Just like there are people who are predisposed to alcohol abuse, there are people who are predisposed to infidelity. You're willingness to tempt your wife to cheat, is tantamount to putting a bottle of booze in front of an alcoholic in order to test her resolve. That is called cruelty in my book.

Instead get yourself and your wife into individual and marital counseling. I hope for both your sakes that you do it.


----------



## Lon (Jun 6, 2011)

This is a bad idea to me, it does nothing but break down whatever trust may be remaining by either spouse, and what exactly does it accomplish? nothing.


----------



## Entropy3000 (May 11, 2011)

Daviekins said:


> Well I am kind of stuck in a dilemma. I am in a situation where I can test my wifes fidelity by getting someone I know(but she doesn't) to try and flirt with her etc.
> 
> If she doesn't go for it then it would go a long way in helping the relationship and building my trust.
> 
> What are your thoughts on this? Is it wrong? If she did go for it there is the possibility that she would not have searched for it and therefore would not cheated had I not put her in the situation.

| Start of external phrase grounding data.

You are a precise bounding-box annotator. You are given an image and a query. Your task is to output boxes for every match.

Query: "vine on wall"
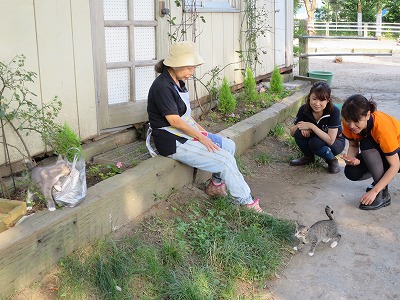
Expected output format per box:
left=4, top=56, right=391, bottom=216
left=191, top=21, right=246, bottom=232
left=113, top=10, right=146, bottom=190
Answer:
left=238, top=0, right=272, bottom=73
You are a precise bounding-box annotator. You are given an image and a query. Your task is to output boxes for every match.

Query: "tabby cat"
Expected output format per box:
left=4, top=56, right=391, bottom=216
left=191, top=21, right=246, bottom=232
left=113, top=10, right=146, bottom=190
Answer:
left=25, top=156, right=71, bottom=211
left=293, top=205, right=341, bottom=256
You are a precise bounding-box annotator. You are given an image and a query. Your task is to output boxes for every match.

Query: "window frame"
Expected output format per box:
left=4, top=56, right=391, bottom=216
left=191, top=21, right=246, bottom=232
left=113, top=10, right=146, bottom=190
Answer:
left=184, top=0, right=240, bottom=13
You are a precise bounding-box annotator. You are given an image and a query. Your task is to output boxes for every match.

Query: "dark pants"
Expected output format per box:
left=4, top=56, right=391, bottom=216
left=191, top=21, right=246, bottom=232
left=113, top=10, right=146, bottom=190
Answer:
left=294, top=129, right=345, bottom=161
left=344, top=135, right=400, bottom=182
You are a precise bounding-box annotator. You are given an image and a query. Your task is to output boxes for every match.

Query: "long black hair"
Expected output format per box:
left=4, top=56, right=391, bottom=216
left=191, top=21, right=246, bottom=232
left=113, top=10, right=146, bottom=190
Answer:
left=305, top=81, right=333, bottom=114
left=341, top=94, right=377, bottom=122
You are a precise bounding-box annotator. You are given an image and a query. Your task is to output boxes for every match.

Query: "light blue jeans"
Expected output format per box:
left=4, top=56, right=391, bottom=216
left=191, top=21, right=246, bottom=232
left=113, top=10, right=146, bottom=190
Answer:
left=170, top=137, right=253, bottom=204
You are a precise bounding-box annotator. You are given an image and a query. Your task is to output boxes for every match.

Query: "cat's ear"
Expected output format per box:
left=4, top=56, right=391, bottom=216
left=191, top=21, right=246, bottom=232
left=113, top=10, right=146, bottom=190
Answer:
left=57, top=155, right=64, bottom=162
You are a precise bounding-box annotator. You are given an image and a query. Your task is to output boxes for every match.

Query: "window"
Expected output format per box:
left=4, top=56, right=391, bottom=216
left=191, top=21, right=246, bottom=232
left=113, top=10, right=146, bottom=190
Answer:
left=184, top=0, right=240, bottom=12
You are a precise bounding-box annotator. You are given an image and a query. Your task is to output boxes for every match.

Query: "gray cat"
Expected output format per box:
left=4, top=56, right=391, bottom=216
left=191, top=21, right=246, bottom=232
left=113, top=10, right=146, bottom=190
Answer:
left=25, top=156, right=71, bottom=211
left=293, top=205, right=341, bottom=256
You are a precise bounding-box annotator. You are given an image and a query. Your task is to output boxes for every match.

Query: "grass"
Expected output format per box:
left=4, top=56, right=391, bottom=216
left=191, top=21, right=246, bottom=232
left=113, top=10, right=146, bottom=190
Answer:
left=254, top=152, right=272, bottom=165
left=236, top=156, right=252, bottom=176
left=47, top=197, right=294, bottom=299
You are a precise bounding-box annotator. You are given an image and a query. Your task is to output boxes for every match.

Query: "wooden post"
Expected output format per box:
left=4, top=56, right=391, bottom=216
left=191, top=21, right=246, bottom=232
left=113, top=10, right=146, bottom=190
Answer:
left=325, top=22, right=329, bottom=36
left=376, top=8, right=382, bottom=37
left=357, top=1, right=362, bottom=37
left=298, top=20, right=309, bottom=76
left=364, top=23, right=368, bottom=37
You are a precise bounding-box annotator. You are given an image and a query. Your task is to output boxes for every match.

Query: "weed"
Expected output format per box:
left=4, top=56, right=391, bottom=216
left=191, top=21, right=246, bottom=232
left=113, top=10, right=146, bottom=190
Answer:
left=153, top=192, right=163, bottom=201
left=87, top=163, right=121, bottom=181
left=44, top=122, right=83, bottom=161
left=135, top=145, right=148, bottom=155
left=269, top=123, right=286, bottom=138
left=254, top=152, right=271, bottom=165
left=129, top=157, right=140, bottom=167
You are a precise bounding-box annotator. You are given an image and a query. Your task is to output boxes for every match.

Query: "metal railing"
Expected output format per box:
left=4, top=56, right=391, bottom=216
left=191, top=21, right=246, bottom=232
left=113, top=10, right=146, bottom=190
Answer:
left=311, top=21, right=400, bottom=37
left=296, top=20, right=394, bottom=76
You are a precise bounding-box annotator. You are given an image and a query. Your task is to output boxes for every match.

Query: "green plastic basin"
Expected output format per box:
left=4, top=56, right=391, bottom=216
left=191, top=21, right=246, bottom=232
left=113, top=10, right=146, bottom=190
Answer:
left=308, top=70, right=334, bottom=85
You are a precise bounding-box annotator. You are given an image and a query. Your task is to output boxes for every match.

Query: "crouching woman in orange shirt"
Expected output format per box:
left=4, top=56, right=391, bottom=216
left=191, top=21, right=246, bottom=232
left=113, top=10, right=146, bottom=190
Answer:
left=341, top=94, right=400, bottom=210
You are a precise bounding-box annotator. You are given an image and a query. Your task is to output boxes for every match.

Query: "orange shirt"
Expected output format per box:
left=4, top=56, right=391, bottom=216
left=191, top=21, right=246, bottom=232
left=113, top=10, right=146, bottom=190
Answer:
left=342, top=111, right=400, bottom=156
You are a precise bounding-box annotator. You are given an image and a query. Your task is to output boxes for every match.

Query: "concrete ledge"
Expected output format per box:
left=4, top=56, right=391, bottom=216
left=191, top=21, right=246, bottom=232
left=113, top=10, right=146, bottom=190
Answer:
left=220, top=88, right=306, bottom=155
left=0, top=82, right=309, bottom=297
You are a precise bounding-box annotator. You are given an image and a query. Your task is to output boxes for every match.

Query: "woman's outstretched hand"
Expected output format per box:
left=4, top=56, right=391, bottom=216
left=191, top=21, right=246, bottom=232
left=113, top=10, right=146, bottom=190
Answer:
left=360, top=190, right=379, bottom=205
left=342, top=153, right=360, bottom=166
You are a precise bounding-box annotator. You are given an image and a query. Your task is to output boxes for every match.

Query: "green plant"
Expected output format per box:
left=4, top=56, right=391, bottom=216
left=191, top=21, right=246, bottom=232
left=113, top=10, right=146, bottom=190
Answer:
left=153, top=192, right=163, bottom=201
left=254, top=152, right=271, bottom=165
left=293, top=44, right=301, bottom=58
left=87, top=163, right=122, bottom=181
left=136, top=145, right=148, bottom=155
left=218, top=77, right=236, bottom=115
left=269, top=66, right=284, bottom=94
left=269, top=123, right=286, bottom=138
left=242, top=67, right=258, bottom=103
left=43, top=122, right=82, bottom=161
left=128, top=157, right=140, bottom=167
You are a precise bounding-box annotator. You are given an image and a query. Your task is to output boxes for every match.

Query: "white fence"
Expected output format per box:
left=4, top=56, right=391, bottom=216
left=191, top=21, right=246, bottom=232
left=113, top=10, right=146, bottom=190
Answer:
left=310, top=21, right=400, bottom=37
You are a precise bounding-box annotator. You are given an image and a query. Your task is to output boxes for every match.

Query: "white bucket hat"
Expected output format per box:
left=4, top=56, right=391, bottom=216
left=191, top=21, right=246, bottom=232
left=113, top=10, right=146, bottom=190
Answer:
left=163, top=41, right=205, bottom=67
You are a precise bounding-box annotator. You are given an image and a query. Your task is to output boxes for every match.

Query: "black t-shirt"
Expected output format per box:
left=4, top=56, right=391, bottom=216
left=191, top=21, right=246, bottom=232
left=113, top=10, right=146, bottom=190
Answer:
left=147, top=67, right=188, bottom=156
left=294, top=104, right=344, bottom=138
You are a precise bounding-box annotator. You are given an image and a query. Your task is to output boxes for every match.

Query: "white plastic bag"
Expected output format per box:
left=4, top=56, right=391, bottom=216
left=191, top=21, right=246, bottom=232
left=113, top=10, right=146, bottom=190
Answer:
left=53, top=148, right=87, bottom=207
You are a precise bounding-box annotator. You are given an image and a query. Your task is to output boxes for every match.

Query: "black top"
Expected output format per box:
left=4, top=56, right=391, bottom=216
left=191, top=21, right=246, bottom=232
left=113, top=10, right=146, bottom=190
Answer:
left=147, top=67, right=188, bottom=156
left=294, top=104, right=344, bottom=138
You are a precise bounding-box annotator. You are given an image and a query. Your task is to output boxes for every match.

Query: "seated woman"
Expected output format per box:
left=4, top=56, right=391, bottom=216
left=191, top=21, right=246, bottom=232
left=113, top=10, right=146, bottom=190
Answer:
left=341, top=94, right=400, bottom=210
left=289, top=81, right=345, bottom=174
left=146, top=41, right=262, bottom=212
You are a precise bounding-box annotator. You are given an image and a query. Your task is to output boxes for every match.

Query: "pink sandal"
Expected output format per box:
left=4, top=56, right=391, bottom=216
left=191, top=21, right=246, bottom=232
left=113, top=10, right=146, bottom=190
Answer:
left=245, top=198, right=263, bottom=213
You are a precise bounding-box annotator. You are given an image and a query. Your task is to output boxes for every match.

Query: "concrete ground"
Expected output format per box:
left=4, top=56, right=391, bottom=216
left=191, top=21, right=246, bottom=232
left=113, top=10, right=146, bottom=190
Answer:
left=266, top=38, right=400, bottom=300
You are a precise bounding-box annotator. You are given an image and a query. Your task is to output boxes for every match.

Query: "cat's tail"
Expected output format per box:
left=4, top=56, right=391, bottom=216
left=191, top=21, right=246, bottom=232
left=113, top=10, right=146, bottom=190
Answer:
left=325, top=205, right=334, bottom=220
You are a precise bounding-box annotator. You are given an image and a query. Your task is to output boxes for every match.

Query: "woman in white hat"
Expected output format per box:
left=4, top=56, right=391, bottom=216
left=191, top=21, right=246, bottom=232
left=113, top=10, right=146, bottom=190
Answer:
left=147, top=41, right=263, bottom=212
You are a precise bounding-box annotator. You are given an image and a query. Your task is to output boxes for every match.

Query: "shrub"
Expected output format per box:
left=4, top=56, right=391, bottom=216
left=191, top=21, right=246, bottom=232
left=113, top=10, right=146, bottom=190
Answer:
left=218, top=77, right=236, bottom=114
left=242, top=67, right=258, bottom=103
left=269, top=66, right=283, bottom=94
left=0, top=54, right=62, bottom=160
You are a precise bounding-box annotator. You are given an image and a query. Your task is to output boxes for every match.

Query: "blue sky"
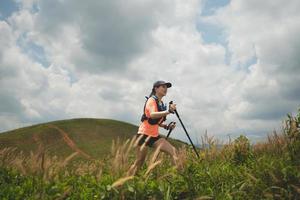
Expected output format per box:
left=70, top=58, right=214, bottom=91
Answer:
left=0, top=0, right=18, bottom=19
left=0, top=0, right=299, bottom=144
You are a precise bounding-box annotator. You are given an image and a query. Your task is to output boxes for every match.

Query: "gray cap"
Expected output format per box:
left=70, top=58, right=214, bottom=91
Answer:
left=153, top=80, right=172, bottom=88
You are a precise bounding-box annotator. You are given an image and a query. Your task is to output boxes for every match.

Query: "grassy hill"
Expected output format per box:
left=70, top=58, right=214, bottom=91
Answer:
left=0, top=118, right=186, bottom=159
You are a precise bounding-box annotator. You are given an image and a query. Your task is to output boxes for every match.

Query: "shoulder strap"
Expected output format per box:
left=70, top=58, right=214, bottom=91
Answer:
left=152, top=95, right=160, bottom=110
left=154, top=96, right=159, bottom=107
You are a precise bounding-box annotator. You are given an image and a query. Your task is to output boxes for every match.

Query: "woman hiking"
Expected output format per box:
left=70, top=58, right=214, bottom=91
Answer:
left=128, top=80, right=180, bottom=176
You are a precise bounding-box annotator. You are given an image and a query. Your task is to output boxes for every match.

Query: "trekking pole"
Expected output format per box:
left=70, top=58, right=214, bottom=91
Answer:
left=165, top=101, right=176, bottom=140
left=166, top=121, right=176, bottom=140
left=169, top=101, right=200, bottom=158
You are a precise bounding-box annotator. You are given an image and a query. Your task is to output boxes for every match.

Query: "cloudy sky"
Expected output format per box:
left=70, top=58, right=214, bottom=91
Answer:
left=0, top=0, right=299, bottom=143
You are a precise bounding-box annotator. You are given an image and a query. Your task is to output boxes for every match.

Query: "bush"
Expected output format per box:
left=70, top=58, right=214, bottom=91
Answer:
left=284, top=109, right=300, bottom=164
left=231, top=135, right=253, bottom=165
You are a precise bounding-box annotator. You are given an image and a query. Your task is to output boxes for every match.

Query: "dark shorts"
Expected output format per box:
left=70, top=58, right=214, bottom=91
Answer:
left=136, top=133, right=161, bottom=147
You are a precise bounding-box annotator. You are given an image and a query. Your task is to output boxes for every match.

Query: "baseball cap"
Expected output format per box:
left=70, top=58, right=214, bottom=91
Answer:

What if they tell her and then she gets very mad and decides to prove a point by going all the way with them?

This just seems wrong to me.

In fact I cannot even imagine the conversation with the other guy. Hey, do me a favor. Seduce my wife. I want to see if she cheats on me. Flirting would not tell you much.


----------



## calif_hope (Feb 25, 2011)

First of all, this is not "Entrapment", entrapment relates to a crime, and the authorities would have to be the ones to set the bait. 

Second, "testing" is very common, many PIs offer the service. Heck, one of the cable channels had a reality show on this subject - hot mom PI with 3 very hot PI daughters. If you decide to do it use a PI, professional confadential relationship as opposed getting a friend of a friend to do it for you.

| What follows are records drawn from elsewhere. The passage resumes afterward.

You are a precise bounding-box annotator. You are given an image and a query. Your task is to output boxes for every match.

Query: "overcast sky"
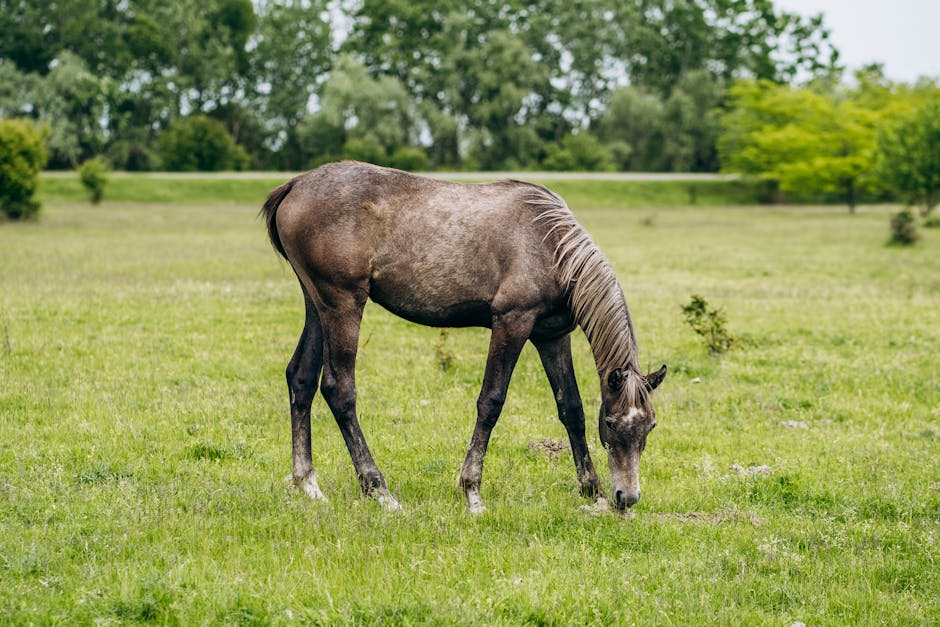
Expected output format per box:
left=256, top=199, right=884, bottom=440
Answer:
left=775, top=0, right=940, bottom=83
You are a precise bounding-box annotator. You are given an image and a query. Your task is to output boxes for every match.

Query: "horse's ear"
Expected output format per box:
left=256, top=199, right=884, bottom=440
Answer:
left=607, top=368, right=624, bottom=391
left=646, top=364, right=667, bottom=391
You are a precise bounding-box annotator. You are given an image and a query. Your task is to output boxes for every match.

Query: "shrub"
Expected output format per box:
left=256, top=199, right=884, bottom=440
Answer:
left=875, top=99, right=940, bottom=216
left=342, top=136, right=385, bottom=165
left=388, top=147, right=429, bottom=172
left=0, top=119, right=49, bottom=220
left=542, top=133, right=615, bottom=171
left=78, top=157, right=110, bottom=203
left=158, top=115, right=249, bottom=171
left=888, top=209, right=919, bottom=245
left=682, top=294, right=736, bottom=355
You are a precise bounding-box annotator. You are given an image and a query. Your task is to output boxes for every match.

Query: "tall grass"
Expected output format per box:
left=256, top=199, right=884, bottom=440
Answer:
left=0, top=192, right=937, bottom=623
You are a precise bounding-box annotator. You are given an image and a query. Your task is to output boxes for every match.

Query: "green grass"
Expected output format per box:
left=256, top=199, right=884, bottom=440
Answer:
left=1, top=191, right=938, bottom=623
left=38, top=171, right=766, bottom=207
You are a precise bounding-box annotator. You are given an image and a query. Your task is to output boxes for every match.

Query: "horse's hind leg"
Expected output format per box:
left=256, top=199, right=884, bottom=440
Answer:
left=286, top=286, right=326, bottom=500
left=533, top=335, right=603, bottom=501
left=316, top=285, right=401, bottom=511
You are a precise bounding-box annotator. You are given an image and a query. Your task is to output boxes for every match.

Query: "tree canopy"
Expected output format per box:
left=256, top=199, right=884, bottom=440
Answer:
left=0, top=0, right=848, bottom=172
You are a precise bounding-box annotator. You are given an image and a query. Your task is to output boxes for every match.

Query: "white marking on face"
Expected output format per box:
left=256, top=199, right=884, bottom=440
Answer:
left=623, top=406, right=641, bottom=427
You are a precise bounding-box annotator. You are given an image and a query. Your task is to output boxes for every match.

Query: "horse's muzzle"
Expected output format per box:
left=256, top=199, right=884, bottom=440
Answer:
left=614, top=488, right=640, bottom=510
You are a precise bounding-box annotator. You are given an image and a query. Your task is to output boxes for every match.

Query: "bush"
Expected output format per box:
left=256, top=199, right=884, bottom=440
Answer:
left=387, top=146, right=429, bottom=172
left=0, top=119, right=49, bottom=220
left=158, top=115, right=249, bottom=171
left=542, top=133, right=615, bottom=171
left=875, top=100, right=940, bottom=216
left=78, top=157, right=110, bottom=203
left=682, top=294, right=736, bottom=355
left=342, top=136, right=385, bottom=165
left=888, top=209, right=919, bottom=245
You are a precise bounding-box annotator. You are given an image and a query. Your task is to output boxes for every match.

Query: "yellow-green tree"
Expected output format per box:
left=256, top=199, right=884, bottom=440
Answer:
left=718, top=79, right=883, bottom=212
left=876, top=98, right=940, bottom=215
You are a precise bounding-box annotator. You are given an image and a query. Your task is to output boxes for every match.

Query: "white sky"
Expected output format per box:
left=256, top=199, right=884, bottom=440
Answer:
left=775, top=0, right=940, bottom=83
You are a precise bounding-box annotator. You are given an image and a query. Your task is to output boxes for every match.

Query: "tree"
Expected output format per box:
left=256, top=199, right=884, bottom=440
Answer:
left=875, top=99, right=940, bottom=215
left=718, top=79, right=881, bottom=211
left=542, top=133, right=614, bottom=171
left=608, top=0, right=839, bottom=97
left=158, top=115, right=249, bottom=171
left=0, top=118, right=48, bottom=220
left=596, top=85, right=666, bottom=171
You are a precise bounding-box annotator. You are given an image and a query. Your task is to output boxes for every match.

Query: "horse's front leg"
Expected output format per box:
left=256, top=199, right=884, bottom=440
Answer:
left=533, top=334, right=604, bottom=502
left=459, top=310, right=536, bottom=514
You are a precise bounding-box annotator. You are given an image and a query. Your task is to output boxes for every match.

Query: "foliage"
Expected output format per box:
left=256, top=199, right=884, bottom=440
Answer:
left=158, top=115, right=249, bottom=172
left=387, top=147, right=429, bottom=172
left=78, top=157, right=110, bottom=204
left=542, top=133, right=615, bottom=172
left=875, top=99, right=940, bottom=215
left=0, top=118, right=48, bottom=220
left=681, top=294, right=736, bottom=355
left=0, top=0, right=840, bottom=171
left=718, top=78, right=886, bottom=211
left=888, top=209, right=920, bottom=245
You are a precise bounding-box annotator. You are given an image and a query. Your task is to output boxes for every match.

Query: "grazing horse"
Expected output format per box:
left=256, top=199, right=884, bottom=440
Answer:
left=261, top=161, right=666, bottom=513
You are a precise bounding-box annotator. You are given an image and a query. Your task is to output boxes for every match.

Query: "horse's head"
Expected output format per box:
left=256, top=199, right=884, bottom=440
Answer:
left=599, top=364, right=666, bottom=510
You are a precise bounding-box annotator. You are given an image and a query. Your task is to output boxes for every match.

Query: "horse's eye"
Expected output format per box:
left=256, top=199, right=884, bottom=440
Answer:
left=604, top=417, right=616, bottom=430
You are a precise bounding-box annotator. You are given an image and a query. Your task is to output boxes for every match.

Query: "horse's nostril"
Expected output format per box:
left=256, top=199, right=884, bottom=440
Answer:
left=614, top=489, right=626, bottom=509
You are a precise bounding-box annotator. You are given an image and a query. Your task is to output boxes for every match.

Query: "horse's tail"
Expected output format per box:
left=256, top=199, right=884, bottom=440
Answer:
left=260, top=180, right=294, bottom=259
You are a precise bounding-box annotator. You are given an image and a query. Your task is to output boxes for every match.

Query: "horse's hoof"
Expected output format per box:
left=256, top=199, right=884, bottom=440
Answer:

Call a PI and ask for the decoy service
_Posted via Mobile Device_


----------



## morituri (Apr 1, 2011)

If you have to go to such extremes to discover if your wife is going to be faithful to you then you might as well end the marriage and move on. Nothing good will come from it.


----------



## calif_hope (Feb 25, 2011)

As Ronald Reagan said, "Trust But Verify"!
_Posted via Mobile Device_


----------